*Bounty: 50*

*Bounty: 50*

I’ve recently tried to implement a Yolo detector for traffic light detection based on yolo v1 implementation in Tensorflow/Keras. My model really struggles with detecting small objects. Loss function components drop on training, but all this does is seemingly push confidence values to really small values (Since there are many more cells that do not contain objects, one way model could minimize loss function would be to push all confidences to 0).

It usually detects objects where traffic lights appear in dataset, so in some way it is learning a distribution of correct positions/size ratios, but it fails to predict correct bounding boxes on some concrete example from training set, like in the following image:

I’ve used the net proposed in the original paper with 448 x 448 resolution images, however without pretraining. I’ve actually tried using VGG-16 net pretrained on Imagenet as a feature extractor and adding some convolutional and FC layers, but with similar results :(-

My loss function chooses a predictor for each object in a grid cell base on highest IoU with that object.

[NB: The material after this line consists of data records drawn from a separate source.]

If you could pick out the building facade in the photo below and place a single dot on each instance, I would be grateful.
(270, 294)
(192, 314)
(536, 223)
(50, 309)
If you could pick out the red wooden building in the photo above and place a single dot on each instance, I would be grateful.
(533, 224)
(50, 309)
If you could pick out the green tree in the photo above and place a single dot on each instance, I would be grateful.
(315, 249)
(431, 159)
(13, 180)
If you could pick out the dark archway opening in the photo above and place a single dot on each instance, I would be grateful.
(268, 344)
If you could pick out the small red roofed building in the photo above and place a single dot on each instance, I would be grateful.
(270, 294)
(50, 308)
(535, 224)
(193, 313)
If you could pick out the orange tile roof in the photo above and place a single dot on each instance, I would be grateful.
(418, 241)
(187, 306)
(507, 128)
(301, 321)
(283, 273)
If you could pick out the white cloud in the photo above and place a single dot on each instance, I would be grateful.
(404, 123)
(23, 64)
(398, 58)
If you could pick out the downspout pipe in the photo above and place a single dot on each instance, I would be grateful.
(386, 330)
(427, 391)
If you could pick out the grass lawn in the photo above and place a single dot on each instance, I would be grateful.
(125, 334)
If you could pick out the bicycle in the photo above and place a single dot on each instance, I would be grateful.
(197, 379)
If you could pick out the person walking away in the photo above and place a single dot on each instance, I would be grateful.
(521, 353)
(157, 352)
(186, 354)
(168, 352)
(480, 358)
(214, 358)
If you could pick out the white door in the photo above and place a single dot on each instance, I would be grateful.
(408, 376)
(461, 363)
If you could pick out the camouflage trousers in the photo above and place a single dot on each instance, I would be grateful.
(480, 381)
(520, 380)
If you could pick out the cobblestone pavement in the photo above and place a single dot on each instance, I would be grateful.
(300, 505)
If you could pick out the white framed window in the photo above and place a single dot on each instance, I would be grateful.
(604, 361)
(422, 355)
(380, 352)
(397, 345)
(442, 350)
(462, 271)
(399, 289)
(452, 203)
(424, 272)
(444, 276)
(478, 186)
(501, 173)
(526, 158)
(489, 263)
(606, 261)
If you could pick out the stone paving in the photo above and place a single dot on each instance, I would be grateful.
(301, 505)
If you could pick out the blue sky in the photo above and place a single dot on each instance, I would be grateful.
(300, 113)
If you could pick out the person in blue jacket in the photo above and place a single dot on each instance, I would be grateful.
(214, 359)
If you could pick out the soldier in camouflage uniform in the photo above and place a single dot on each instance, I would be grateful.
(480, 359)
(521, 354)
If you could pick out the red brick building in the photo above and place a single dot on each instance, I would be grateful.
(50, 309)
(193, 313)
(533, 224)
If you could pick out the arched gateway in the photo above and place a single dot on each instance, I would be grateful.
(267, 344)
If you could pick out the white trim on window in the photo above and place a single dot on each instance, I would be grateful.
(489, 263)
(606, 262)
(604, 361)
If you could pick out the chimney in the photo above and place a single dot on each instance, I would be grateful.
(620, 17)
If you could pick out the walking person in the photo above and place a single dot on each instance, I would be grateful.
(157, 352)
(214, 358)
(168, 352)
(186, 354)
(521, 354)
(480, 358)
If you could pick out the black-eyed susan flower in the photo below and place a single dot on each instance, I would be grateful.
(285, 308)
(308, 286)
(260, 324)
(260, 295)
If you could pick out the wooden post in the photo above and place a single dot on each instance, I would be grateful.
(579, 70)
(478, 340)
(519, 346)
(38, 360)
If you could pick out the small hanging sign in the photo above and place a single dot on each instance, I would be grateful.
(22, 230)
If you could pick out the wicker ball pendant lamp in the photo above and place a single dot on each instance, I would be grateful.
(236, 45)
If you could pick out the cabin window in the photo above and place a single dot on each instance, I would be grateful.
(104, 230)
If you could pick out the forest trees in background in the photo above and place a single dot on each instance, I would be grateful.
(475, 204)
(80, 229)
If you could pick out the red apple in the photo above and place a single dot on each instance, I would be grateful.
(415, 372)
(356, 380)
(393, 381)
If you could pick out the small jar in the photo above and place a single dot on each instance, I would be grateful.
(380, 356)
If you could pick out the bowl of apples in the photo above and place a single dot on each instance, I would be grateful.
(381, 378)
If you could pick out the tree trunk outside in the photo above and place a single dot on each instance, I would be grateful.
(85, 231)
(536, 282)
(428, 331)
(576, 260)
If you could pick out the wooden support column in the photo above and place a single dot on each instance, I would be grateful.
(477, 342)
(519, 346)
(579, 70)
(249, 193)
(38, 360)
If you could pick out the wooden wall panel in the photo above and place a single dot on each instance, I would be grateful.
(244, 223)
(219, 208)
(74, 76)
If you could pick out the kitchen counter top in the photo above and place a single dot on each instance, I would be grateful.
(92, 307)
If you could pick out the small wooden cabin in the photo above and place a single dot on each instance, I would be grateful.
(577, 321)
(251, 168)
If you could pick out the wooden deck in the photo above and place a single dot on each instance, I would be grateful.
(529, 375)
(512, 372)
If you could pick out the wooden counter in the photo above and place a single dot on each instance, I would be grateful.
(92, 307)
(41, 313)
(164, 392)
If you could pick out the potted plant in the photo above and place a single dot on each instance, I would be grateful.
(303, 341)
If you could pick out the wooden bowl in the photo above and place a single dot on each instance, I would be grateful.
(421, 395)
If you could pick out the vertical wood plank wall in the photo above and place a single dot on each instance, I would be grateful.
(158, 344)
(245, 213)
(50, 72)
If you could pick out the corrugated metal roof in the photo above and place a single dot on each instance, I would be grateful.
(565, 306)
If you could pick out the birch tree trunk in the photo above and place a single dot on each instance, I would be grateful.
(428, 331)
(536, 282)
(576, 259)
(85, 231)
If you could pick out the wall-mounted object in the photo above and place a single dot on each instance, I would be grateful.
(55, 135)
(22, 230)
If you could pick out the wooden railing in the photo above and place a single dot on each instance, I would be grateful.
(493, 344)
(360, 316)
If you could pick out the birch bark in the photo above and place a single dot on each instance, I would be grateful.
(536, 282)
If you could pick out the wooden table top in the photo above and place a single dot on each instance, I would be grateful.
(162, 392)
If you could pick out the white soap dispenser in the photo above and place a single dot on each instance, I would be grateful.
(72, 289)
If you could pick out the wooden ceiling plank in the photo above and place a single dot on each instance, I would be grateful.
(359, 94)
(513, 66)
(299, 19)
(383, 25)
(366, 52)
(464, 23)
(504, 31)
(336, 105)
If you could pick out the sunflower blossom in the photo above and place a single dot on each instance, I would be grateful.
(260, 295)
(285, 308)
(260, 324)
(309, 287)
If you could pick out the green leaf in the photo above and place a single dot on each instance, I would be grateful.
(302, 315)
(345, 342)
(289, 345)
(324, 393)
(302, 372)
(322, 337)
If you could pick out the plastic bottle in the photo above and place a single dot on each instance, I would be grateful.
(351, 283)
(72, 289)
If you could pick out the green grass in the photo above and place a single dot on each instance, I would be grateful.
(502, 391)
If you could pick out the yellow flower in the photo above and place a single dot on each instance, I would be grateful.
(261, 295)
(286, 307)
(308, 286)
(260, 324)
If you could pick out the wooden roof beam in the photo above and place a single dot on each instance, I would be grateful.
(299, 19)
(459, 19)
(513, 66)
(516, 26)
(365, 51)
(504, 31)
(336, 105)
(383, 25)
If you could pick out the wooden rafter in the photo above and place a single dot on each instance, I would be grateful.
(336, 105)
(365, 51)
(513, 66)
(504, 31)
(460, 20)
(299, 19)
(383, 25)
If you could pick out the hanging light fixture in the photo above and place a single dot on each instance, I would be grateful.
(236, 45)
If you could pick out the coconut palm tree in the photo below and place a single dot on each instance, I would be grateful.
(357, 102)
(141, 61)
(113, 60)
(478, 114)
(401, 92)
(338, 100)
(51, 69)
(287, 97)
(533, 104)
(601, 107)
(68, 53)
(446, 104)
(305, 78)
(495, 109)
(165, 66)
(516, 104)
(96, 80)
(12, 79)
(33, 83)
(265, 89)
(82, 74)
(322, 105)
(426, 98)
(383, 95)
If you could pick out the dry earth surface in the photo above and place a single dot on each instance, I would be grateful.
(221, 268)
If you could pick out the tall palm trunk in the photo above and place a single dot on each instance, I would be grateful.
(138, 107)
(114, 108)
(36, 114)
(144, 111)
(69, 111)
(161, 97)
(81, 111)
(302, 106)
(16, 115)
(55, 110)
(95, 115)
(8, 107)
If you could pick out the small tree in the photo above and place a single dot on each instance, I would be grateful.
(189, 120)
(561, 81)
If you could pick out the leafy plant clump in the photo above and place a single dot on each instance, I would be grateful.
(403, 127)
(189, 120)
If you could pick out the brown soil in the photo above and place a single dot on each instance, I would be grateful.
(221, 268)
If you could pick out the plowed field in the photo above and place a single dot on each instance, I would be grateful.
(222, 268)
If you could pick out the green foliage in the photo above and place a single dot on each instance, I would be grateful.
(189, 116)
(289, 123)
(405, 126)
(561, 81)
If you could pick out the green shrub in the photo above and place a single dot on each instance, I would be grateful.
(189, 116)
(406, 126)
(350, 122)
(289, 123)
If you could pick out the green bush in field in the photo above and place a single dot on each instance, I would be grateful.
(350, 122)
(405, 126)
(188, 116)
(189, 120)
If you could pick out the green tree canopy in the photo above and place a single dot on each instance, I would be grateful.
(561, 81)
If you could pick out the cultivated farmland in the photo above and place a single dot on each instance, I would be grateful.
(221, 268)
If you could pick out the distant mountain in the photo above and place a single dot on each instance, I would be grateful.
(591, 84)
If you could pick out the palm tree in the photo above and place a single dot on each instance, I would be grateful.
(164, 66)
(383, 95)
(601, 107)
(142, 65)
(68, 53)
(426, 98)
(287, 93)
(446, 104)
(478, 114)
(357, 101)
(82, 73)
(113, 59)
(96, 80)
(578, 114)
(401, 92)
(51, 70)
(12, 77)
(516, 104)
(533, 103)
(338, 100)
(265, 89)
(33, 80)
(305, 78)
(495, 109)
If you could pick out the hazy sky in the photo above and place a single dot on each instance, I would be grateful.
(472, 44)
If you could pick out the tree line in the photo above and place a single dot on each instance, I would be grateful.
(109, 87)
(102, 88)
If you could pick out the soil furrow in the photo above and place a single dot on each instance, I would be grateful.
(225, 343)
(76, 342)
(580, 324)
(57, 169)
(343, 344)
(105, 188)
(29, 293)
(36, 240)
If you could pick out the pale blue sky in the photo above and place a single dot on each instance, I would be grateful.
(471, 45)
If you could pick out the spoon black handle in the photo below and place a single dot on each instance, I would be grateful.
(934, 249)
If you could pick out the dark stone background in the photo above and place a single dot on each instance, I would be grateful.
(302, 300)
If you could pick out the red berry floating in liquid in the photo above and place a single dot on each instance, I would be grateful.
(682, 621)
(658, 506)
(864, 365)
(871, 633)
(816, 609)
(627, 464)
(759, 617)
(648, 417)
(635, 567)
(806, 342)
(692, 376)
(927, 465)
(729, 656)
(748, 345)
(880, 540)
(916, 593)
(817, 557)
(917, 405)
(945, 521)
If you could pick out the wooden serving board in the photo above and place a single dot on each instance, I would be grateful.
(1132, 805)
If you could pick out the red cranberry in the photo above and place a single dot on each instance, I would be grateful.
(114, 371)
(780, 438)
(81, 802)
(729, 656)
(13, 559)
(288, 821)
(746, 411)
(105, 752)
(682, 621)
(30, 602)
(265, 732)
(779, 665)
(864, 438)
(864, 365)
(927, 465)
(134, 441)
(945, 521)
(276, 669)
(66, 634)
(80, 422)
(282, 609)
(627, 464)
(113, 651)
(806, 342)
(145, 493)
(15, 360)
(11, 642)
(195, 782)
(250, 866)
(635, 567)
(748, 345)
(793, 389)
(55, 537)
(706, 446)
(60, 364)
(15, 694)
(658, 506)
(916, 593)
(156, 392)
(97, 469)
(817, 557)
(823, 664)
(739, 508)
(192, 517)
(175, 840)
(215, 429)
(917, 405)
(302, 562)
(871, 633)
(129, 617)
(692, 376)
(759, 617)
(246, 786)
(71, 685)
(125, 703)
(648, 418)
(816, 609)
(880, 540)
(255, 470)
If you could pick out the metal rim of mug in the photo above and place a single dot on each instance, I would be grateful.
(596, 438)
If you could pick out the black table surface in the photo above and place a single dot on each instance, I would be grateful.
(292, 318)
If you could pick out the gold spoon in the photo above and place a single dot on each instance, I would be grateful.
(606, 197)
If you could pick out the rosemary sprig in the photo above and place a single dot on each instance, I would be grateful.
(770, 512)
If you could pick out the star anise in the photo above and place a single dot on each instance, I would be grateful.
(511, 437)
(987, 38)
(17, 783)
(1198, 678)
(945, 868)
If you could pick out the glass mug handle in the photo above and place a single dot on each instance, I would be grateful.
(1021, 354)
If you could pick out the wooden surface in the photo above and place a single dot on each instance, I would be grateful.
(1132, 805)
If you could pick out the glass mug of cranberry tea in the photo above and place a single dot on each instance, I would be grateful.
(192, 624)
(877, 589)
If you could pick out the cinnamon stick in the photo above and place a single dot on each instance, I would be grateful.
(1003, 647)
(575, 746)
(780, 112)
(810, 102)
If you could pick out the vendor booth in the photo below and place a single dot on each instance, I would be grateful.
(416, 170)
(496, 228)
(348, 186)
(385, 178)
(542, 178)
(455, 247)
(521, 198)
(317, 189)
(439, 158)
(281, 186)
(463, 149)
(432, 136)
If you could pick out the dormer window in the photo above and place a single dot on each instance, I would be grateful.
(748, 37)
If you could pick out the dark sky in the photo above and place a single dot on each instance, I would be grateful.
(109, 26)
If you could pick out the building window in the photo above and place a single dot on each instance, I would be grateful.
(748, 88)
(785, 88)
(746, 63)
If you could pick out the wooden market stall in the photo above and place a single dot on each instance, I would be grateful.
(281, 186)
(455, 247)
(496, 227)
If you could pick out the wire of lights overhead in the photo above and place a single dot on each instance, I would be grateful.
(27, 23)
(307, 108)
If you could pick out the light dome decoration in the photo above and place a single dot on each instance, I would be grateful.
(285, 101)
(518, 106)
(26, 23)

It adds a squared difference from that predictor multiplied by 0.1 factor if there was no object there. If there was an object that predictor was assigned to, it only adds the squared difference loss. Also a predictor can be assigned to multiple objects (as per this answer).

So I’m at a loss here (pun intended) and have a few questions.

a) Is pretraining really necessary, and if, can I use a net that was pretrained as classifier on a different dataset, and different objects (other than traffic lights) as a feature extractor.

b) Could I improve performance by running the net on negative examples first (images with no traffic lights), then adding positive examples?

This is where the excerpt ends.